The study, published in the journal Diabetes Care, is part of a growing body of evidence that for people who get very little exercise, "even small amounts of activity will provide a really good return on their investment," said Catrine Tudor-Locke, who studies walking and health at Pennington Biomedical Research Center in Baton Rouge, Louisiana, and was not involved in the research.
Daily walking recommendations typically point to a minimum of 10,000 steps per day. Tudor-Locke said a good rule of thumb is that 2,000 steps equals about one mile.
Earlier studies, based on questionnaires, have shown that walking more is tied to a lower risk of diabetes. But few studies have used precise measures of how many steps people take each day, said Amanda Fretts, the lead author of the new report and a researcher at the University of Washington in Seattle.
To get a better sense of walking's potential benefits, Fretts and her colleagues asked more than 1,800 people to wear a pedometer on their hip for a week to tally the number of steps they typically took each day.
All of them came from native American communities in Arizona, Oklahoma and North and South Dakota that are known to have low physical activity levels and high rates of diabetes.
About a quarter of the group were considered to have very low activity, taking fewer than 3,500 steps a day, while half took fewer than 7,800 steps per day.
At the beginning of the study, none of the participants had diabetes.

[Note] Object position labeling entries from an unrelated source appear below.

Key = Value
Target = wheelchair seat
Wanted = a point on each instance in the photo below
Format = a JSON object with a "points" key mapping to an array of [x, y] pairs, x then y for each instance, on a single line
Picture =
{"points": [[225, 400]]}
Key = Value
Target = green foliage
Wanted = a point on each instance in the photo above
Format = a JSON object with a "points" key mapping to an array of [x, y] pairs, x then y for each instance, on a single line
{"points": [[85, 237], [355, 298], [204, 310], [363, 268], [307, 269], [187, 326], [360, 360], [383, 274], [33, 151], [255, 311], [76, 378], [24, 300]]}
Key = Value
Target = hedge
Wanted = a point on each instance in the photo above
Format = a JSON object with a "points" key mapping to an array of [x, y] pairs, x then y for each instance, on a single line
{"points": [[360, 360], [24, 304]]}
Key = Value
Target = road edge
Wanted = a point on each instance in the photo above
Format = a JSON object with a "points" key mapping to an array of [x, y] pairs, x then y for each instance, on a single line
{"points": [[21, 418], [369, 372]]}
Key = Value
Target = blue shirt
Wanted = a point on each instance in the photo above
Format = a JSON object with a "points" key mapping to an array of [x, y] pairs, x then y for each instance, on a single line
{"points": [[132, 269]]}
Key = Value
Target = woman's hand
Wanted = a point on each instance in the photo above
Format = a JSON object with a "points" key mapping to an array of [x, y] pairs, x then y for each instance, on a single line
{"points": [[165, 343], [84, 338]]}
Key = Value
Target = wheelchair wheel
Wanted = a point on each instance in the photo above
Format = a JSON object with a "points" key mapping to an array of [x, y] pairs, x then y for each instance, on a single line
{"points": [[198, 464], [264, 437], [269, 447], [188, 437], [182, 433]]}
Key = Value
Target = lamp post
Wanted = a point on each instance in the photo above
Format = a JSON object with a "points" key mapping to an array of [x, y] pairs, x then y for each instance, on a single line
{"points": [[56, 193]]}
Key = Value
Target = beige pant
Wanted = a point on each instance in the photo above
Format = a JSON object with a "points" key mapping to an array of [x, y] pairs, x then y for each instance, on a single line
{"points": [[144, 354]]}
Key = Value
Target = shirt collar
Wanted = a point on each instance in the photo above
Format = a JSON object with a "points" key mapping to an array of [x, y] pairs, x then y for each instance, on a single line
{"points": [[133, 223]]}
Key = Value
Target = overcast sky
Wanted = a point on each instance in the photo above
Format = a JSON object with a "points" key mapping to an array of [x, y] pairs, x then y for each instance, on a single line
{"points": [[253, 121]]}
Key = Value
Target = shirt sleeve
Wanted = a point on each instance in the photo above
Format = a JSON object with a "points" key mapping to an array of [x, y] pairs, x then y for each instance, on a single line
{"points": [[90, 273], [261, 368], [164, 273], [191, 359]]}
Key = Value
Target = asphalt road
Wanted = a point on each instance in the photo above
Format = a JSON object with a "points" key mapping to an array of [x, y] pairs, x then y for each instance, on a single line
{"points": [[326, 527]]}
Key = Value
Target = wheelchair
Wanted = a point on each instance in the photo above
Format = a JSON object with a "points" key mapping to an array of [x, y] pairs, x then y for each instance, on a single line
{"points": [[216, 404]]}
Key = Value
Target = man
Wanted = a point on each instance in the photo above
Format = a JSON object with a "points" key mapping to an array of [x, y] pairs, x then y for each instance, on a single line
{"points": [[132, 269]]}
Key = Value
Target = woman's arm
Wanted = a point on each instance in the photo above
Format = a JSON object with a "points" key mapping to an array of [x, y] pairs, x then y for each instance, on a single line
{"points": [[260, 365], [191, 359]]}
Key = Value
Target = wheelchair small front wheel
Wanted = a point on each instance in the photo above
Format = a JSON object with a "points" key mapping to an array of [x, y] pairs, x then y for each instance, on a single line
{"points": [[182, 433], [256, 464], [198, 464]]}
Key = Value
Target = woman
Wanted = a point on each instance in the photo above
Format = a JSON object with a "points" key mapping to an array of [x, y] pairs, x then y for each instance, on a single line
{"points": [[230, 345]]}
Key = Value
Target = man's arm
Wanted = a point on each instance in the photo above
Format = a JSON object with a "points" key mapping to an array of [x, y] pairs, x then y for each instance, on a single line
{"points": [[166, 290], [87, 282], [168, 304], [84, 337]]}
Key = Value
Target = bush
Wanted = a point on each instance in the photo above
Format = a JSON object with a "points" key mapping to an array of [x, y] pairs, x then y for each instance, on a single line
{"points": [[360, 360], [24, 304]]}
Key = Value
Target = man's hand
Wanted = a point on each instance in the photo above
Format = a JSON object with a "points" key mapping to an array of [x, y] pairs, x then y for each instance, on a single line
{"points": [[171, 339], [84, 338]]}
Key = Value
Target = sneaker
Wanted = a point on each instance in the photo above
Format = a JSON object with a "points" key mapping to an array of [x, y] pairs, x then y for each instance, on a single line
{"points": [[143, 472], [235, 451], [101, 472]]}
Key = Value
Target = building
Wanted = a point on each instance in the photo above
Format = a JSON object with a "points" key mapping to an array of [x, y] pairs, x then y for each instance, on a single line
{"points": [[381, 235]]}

But after five years of follow-up, 243 people had developed the condition.
About 17 percent of the people in the lowest activity group developed diabetes, compared to 12 percent of the people who took more than 3,500 steps a day.

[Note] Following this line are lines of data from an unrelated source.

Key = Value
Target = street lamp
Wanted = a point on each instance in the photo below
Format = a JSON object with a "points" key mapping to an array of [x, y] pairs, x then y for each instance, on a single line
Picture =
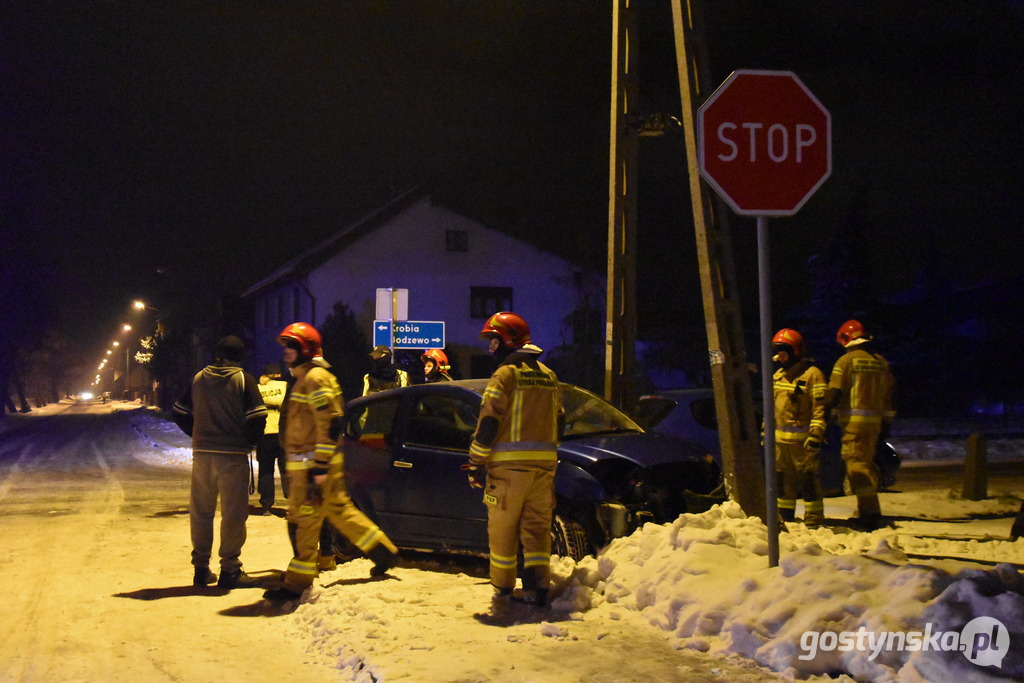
{"points": [[126, 328]]}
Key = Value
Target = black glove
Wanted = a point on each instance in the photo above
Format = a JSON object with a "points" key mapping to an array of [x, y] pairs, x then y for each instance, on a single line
{"points": [[885, 432], [476, 474], [314, 494], [337, 426], [812, 443]]}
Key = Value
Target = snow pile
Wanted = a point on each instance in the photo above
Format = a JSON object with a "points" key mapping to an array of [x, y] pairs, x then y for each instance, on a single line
{"points": [[706, 580], [839, 602]]}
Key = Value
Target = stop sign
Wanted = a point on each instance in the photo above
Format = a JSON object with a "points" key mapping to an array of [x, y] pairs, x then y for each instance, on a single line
{"points": [[764, 142]]}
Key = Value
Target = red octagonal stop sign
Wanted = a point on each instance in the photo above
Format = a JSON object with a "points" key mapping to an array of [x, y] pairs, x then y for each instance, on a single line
{"points": [[764, 142]]}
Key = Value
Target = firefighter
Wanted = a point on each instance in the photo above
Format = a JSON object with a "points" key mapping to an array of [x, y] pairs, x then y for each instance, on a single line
{"points": [[860, 391], [513, 458], [383, 374], [800, 427], [316, 484], [435, 367]]}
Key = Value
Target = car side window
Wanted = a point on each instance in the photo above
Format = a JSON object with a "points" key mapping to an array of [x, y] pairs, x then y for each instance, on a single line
{"points": [[704, 412], [441, 422], [372, 423]]}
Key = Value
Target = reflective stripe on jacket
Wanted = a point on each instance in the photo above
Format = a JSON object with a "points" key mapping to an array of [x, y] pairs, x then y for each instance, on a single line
{"points": [[865, 385], [800, 401], [313, 401], [526, 403]]}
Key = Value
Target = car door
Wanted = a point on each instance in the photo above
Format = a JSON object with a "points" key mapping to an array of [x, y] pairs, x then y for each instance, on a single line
{"points": [[427, 486]]}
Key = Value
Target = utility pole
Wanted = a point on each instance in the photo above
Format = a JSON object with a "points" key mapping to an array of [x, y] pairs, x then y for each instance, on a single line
{"points": [[620, 352], [730, 377]]}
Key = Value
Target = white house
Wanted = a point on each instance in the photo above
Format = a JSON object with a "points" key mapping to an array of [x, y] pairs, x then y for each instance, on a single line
{"points": [[456, 270]]}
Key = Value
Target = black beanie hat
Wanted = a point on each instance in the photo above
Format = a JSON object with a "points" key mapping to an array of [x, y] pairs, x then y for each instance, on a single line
{"points": [[230, 348]]}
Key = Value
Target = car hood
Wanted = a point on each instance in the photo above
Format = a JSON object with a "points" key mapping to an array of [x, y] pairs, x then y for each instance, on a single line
{"points": [[646, 450]]}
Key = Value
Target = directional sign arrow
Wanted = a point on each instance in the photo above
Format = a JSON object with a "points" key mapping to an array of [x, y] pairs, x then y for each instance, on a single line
{"points": [[410, 334]]}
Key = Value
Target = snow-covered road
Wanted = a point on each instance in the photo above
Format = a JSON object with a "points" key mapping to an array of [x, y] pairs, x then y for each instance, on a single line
{"points": [[93, 508]]}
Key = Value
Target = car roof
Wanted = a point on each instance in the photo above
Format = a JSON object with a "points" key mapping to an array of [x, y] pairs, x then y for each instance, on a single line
{"points": [[476, 386]]}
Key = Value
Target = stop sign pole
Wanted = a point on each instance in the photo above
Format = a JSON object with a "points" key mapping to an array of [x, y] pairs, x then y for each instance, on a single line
{"points": [[764, 143]]}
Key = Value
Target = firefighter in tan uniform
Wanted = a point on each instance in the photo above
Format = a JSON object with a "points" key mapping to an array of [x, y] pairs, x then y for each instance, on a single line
{"points": [[316, 487], [860, 390], [516, 443], [799, 389]]}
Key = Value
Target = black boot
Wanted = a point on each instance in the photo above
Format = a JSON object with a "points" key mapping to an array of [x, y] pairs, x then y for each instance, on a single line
{"points": [[383, 559], [1017, 530], [237, 579], [204, 577]]}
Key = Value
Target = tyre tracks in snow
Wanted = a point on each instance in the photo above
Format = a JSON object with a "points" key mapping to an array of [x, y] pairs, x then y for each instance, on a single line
{"points": [[59, 496]]}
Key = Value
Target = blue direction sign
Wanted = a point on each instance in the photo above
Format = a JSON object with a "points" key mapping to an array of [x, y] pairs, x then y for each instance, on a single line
{"points": [[409, 334]]}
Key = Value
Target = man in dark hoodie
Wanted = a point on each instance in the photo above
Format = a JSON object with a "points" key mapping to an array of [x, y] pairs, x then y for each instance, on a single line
{"points": [[224, 414], [383, 374]]}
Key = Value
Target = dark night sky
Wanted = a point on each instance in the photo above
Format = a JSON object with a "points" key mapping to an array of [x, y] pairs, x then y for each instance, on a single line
{"points": [[213, 139]]}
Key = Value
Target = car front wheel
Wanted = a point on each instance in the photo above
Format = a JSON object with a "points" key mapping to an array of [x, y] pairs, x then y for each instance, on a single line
{"points": [[568, 538]]}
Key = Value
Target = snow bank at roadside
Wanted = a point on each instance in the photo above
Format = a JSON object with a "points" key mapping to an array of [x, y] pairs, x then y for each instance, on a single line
{"points": [[706, 580]]}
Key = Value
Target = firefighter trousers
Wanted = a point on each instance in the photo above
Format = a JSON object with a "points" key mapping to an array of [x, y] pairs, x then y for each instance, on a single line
{"points": [[307, 513], [520, 501], [797, 470], [858, 454]]}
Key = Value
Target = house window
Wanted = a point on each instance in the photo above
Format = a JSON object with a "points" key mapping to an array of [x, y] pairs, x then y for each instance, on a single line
{"points": [[457, 241], [485, 301]]}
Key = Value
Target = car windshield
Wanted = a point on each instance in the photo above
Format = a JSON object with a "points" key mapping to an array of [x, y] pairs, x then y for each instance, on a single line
{"points": [[589, 415]]}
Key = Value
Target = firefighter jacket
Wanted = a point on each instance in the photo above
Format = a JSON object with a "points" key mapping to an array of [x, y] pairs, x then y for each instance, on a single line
{"points": [[864, 385], [273, 395], [313, 401], [519, 413], [801, 402], [222, 411]]}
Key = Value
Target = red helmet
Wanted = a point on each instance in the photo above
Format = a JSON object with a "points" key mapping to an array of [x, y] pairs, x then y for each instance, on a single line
{"points": [[305, 336], [792, 338], [439, 358], [508, 327], [848, 332]]}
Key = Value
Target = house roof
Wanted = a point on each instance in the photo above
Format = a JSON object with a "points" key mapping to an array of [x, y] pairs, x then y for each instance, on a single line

After taking into account people's age, whether they smoked and other diabetes risk factors, Fretts's team determined that people who walked the most were 29 percent less likely to develop diabetes than those who walked the least.
"Our finding wasn't surprising given that other studies have shown that even light activity is associated with a lower risk of diabetes," Fretts wrote in an email to Reuters Health.
The findings don't prove that walking more is responsible for the lower risk of diabetes, but Fretts offered some possible explanations for how walking might help.
"Increased physical activity may prevent weight gain and promote weight loss, a major determinant of diabetes risk," she told Reuters Health.
Indeed, when Fretts took into account how large people were, based on a measure called body mass index (BMI), she found that extra walking didn't provide any benefits to reducing people's diabetes risk.
"BMI is one of the plausible biological mechanisms by which physical activity (or walking) may lower diabetes risk - that is, walking may promote weight loss - and weight loss is a major factor related to diabetes risk," Fretts said.
Physical activity also has effects on inflammation, glucose and other molecules in the body that could help lower diabetes risk, said Fretts.
Tudor-Locke added that the potential benefits of moderate levels of walking are "only for those who are really inactive to begin with" and don't mean others should decrease their activity levels.